A Perfect Storm for Storage
Perhaps one of the greatest hidden benefits from last year’s VMware “monster” initiatives is the framework it creates for Virtual storage appliances.
Think about how a normal VM user would utilize a VM with 100GB of VRAM and a terabyte of storage? Maybe some financial service providers or banks have some massive oracle RAC that needs 1/2 a terabyte of VRAM and a 1/5th of a petabyte of storage, but the other 99.95% of us just don't need that…… unless we use it for virtual storage.
In the journey to the Software Defined Datacenter (SDN), virtual storage is one of the last and most critical frontiers. VM’s with a 2TB VMDK limit make it very hard to serve up a lot of storage, and considering how many 80GB VM’s you can put on 2 TB’s of storage. You may wonder if it is even a good idea. Now, how do you protect that? Can you use local storage or SAN or both? The recipe for storage has always been a black-box secret guarded closely by storage vendors.
Now, consider the current state of the industry;
-SSD drives
-Flash I/O accelerators
-10gig Ethernet
These technologies have created a perfect storm for storage appliance. Now, the technology that was once a barrier to entering a highly available virtual infrastructure is accessible to all at a relatively low cost! Or is it? One of the oddest observations of the virtual infrastructure diaspora is the amnesia it has created on the fundamentals of computer technology. Although virtualization has produced significant performance improvements, it does not violate what I like to call “core computer technology physics”. For example, if you have a workstation, and you load all of your programs and data on the same drive, the system will really slow down whenever the OS needs to fetch data from the local disk. This is called IO contention, and is most commonly observed by monitoring disk queue length and disk busy time.
Granted, SSD technology can minimize this, but everything can’t run on SSD’s without spending a lot! IT professionals seem to have forgotten this, and typically configure and/or create I/O bottlenecks in the virtual environment. And we still need to protect these large VM’s especially if they are running on local storage!
The good news is VMware subtly introduced some key features in the 5.x version:
-local storage replication
-cache drives
These features allow you to oversubscribe an ESX host memory and cache it to a SSD or an I/O acceleration device. Now take the next logical step. What if we used this ESX host to host a virtual storage VM? Better yet, let’s put some hybrid drives and SSD’s in it as well. And just for fun, how about a flash acceleration device? Well, maybe not the flash device just yet. Here we are going from milliseconds to nano seconds, but even 10gig may not reach that kind of response time. So for now, we will save those I/O cards for our next blog...
But it still needs something ... It needs something to intelligently cache that high-use data on the SSD’s . But how much SSD cache do I need? This is where that other old “Core Computer Technology Physics “issue pops up again. We are back to expensive black box storage vendors again!

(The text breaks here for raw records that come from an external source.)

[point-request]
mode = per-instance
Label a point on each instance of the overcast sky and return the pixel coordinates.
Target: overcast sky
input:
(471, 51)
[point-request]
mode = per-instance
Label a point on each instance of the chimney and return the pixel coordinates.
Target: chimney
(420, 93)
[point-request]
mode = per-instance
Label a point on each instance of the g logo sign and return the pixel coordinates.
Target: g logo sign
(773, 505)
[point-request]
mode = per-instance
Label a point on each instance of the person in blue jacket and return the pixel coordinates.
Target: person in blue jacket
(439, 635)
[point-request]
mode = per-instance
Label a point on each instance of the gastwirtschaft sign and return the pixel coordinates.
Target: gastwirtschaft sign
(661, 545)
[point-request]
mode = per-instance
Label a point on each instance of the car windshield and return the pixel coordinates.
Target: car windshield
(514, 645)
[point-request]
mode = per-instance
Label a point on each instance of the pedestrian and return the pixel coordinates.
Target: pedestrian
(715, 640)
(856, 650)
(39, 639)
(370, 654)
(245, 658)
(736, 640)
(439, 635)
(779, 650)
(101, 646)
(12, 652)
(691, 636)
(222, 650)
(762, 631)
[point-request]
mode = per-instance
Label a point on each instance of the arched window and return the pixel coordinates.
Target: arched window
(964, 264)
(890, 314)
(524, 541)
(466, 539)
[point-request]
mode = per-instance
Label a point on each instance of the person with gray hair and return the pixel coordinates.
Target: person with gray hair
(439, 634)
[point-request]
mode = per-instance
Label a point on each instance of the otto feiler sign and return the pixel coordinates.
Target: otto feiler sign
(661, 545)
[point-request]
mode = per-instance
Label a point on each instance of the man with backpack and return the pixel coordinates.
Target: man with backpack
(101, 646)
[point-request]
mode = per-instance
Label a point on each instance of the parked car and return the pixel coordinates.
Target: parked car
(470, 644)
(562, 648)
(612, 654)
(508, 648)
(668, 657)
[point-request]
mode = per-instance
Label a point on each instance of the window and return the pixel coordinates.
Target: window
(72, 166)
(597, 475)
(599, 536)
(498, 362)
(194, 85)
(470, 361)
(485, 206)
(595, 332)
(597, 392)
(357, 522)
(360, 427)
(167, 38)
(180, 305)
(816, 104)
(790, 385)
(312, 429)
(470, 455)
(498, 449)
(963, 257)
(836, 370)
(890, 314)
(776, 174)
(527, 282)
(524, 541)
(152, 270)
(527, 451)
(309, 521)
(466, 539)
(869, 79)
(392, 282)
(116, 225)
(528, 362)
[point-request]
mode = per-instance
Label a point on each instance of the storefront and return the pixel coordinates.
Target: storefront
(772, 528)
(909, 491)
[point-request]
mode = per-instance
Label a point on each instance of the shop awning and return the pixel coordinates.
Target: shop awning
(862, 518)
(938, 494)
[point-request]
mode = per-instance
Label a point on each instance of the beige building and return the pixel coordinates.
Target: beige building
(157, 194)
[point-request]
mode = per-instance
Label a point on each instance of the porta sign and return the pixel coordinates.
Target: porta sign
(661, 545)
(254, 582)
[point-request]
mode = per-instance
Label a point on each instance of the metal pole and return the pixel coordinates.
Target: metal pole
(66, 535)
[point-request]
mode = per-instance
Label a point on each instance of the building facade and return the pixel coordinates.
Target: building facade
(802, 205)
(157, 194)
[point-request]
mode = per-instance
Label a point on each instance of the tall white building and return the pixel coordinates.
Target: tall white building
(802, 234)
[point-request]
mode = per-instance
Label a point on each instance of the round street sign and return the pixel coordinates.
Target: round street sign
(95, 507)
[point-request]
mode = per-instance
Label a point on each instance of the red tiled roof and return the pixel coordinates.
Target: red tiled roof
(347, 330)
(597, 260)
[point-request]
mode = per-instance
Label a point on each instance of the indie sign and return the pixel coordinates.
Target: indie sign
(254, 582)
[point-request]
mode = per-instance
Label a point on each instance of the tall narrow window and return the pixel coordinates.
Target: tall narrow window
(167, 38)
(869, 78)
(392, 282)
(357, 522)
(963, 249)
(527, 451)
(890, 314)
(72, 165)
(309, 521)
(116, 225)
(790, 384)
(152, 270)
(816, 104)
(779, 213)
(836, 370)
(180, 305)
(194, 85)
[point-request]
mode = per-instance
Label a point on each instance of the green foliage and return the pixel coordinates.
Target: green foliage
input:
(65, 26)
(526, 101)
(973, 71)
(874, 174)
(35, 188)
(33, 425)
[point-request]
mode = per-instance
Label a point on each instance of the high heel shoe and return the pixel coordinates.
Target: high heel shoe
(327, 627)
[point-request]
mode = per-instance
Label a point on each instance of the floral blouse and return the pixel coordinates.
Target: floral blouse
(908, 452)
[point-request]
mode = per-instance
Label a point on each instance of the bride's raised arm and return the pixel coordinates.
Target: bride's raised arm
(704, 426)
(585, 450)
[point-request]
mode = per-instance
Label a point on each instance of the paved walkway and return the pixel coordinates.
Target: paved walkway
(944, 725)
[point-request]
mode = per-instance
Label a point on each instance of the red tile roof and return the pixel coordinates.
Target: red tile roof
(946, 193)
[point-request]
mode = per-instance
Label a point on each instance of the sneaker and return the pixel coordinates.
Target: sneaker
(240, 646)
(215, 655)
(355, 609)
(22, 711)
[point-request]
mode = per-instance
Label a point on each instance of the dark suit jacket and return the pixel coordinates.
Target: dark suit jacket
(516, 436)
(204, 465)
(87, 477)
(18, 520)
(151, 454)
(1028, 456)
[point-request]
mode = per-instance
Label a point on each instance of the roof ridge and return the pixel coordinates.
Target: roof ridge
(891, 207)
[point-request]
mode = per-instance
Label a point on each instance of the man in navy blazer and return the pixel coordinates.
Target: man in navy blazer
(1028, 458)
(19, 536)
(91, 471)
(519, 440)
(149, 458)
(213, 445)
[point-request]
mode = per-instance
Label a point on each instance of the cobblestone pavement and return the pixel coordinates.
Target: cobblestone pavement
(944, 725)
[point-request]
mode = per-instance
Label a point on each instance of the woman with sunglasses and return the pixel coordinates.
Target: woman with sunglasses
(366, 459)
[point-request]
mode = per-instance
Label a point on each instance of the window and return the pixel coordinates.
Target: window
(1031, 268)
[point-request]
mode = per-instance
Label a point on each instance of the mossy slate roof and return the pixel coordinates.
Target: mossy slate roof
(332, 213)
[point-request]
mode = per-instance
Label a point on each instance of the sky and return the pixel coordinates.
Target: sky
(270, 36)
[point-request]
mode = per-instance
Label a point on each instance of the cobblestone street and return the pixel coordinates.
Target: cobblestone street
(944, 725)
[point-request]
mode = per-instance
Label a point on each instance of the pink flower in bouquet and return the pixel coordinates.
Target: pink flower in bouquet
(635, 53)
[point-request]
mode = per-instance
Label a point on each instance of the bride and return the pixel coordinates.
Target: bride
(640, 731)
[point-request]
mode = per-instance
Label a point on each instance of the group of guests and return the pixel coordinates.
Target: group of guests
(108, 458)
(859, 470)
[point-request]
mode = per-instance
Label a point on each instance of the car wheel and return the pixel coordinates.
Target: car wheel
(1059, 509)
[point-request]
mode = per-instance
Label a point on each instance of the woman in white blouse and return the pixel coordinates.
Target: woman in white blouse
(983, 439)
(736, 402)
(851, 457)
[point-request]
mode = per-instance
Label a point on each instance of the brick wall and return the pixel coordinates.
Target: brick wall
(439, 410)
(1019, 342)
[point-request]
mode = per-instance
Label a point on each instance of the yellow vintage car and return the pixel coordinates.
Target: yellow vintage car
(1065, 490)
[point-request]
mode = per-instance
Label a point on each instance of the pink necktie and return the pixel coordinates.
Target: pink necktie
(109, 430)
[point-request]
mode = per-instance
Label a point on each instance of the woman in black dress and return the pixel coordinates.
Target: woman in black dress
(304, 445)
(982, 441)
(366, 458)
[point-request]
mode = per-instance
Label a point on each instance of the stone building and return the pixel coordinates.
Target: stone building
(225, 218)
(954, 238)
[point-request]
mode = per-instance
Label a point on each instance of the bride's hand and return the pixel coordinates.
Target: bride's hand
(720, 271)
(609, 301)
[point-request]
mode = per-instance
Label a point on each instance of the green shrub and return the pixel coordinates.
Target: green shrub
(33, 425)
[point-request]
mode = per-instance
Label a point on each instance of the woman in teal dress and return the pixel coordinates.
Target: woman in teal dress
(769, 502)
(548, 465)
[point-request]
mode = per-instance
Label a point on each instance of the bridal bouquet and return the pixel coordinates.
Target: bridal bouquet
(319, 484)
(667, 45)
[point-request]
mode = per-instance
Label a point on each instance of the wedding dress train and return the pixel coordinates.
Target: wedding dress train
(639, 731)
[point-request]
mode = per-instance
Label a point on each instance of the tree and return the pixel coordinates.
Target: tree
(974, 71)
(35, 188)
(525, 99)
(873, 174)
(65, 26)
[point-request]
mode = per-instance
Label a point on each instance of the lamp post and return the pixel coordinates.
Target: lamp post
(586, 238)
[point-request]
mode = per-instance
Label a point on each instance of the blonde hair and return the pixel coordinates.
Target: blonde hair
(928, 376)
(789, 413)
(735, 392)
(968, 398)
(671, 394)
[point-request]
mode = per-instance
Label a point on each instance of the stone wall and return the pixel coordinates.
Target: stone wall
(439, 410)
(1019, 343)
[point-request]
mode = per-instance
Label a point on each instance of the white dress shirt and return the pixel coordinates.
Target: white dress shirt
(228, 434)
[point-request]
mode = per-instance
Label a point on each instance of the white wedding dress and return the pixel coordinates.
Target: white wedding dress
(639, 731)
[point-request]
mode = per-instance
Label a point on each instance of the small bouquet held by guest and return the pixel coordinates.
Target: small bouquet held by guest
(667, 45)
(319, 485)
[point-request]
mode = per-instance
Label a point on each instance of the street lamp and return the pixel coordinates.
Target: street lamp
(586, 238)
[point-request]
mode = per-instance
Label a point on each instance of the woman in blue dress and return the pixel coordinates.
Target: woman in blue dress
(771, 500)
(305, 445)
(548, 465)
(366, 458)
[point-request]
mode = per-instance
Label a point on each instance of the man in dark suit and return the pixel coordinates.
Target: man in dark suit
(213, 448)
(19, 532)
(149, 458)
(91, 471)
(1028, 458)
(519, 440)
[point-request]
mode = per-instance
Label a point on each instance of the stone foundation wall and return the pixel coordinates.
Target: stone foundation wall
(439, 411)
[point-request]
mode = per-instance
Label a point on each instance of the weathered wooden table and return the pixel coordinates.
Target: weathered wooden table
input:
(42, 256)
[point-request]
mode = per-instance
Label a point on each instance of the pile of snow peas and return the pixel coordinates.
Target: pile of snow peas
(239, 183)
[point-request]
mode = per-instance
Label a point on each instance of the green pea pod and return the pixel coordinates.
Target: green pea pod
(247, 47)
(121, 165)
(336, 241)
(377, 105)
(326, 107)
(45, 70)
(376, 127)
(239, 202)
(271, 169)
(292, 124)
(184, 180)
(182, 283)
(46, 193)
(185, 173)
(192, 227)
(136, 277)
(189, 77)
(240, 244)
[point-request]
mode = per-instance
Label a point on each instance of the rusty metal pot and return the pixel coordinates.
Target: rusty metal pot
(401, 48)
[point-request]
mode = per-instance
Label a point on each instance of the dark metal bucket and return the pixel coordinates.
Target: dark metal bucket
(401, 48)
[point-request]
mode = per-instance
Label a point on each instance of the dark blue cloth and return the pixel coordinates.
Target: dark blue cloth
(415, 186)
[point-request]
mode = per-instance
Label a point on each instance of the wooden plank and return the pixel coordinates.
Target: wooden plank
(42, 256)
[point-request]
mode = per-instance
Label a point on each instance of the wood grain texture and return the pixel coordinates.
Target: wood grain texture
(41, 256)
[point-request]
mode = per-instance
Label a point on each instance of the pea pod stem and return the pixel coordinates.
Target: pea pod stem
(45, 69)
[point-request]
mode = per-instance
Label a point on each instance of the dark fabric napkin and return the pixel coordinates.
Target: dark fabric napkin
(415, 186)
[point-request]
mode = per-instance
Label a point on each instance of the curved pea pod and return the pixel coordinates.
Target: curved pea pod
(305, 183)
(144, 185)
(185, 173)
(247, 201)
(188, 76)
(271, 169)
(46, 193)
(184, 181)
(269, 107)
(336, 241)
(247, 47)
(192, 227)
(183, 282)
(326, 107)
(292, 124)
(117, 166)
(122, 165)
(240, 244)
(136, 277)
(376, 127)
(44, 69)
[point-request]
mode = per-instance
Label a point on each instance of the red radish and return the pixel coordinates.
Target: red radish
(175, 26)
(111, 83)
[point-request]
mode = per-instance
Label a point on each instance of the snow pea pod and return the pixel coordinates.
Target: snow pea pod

Maybe not. What if we made that ESX host have hot-swap drive bays so we could just add SSD disk as needed? And maybe we use an open source storage technology like ZFS, which has built-in and configurable read/write cache.
So let’s see how we did. The system described above easily has 12 TB’s of storage and initially expandable, redundant SSD cache of 500GB all for under $4,000. If you add some high-performance LSI controllers, it will still be below $6,000. Add one more array just like it and you can use Vsphere’s local storage replication to make this into a tier one storage with 10K IOPS all for under $13,000.